By: David Campbell
Professors Peter and Rosemary Grant of Princeton University’s Department of Ecology and Evolutionary Biology have been named recipients of the Balzan Prize for their work in population biology, Princeton has announced.
The International Balzan Foundation annually awards four prizes for scientific and academic excellence. Each prize is valued at 1 million Swiss francs about $800,000 and winners are expected to earmark half of the money for future projects to be carried out by young researchers.
The awards ceremony will take place Nov. 11 in the Swiss Houses of Parliament in Bern.

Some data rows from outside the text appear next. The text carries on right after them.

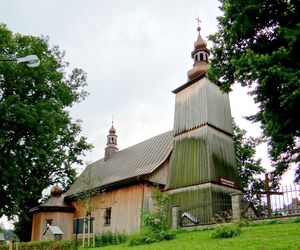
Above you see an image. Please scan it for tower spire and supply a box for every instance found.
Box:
[188,17,210,80]
[104,117,119,161]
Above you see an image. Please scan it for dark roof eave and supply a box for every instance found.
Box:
[29,206,75,213]
[65,174,148,201]
[172,73,206,94]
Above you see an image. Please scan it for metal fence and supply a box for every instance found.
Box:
[180,184,300,227]
[255,184,300,217]
[181,199,232,227]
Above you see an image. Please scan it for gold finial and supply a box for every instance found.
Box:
[196,17,201,33]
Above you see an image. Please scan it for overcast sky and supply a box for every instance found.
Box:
[0,0,296,229]
[0,0,259,166]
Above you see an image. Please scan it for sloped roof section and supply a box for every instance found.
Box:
[30,195,75,212]
[66,131,173,196]
[43,226,64,235]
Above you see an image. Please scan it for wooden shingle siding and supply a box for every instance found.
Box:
[167,126,237,189]
[66,131,173,196]
[174,77,232,135]
[72,184,150,233]
[168,183,236,223]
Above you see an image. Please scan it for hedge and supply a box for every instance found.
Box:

The Grants were selected for "their remarkable long-term studies demonstrating evolution in action in Galapagos finches," according to the foundation. "The work of the Grants has had a seminal influence in the fields of population biology, evolution and ecology."
Professor Peter Grant is the Class of 1877 Professor of Zoology at Princeton, and Rosemary Grant is a lecturer and senior research biologist at the university.
For three decades, the couple have traveled to the Galapagos Islands off the coast of South America to study the various species of finch that influenced Charles Darwin when formulating his theory of evolution. The Grants conduct research on how the finches have changed as a result of dramatic climatic differences.
They received the E.O. Wilson Prize of the American Society of Naturalists in 1998, the Darwin Medal of the Royal Society of London in 2002 and the Grinnell Award of the University of California-Berkeley in 2003. They are members of the American Academy of Arts and Sciences and the General Assembly of the Charles Darwin Foundation.
Since 1961, 106 scientists, scholars, artists and institutions have been honored with the Balzan Prize, including Mother Teresa, the Nobel Foundation and Paul Hindemith. Previous Princeton winners include historians Charles Gillispie and Anthony Grafton.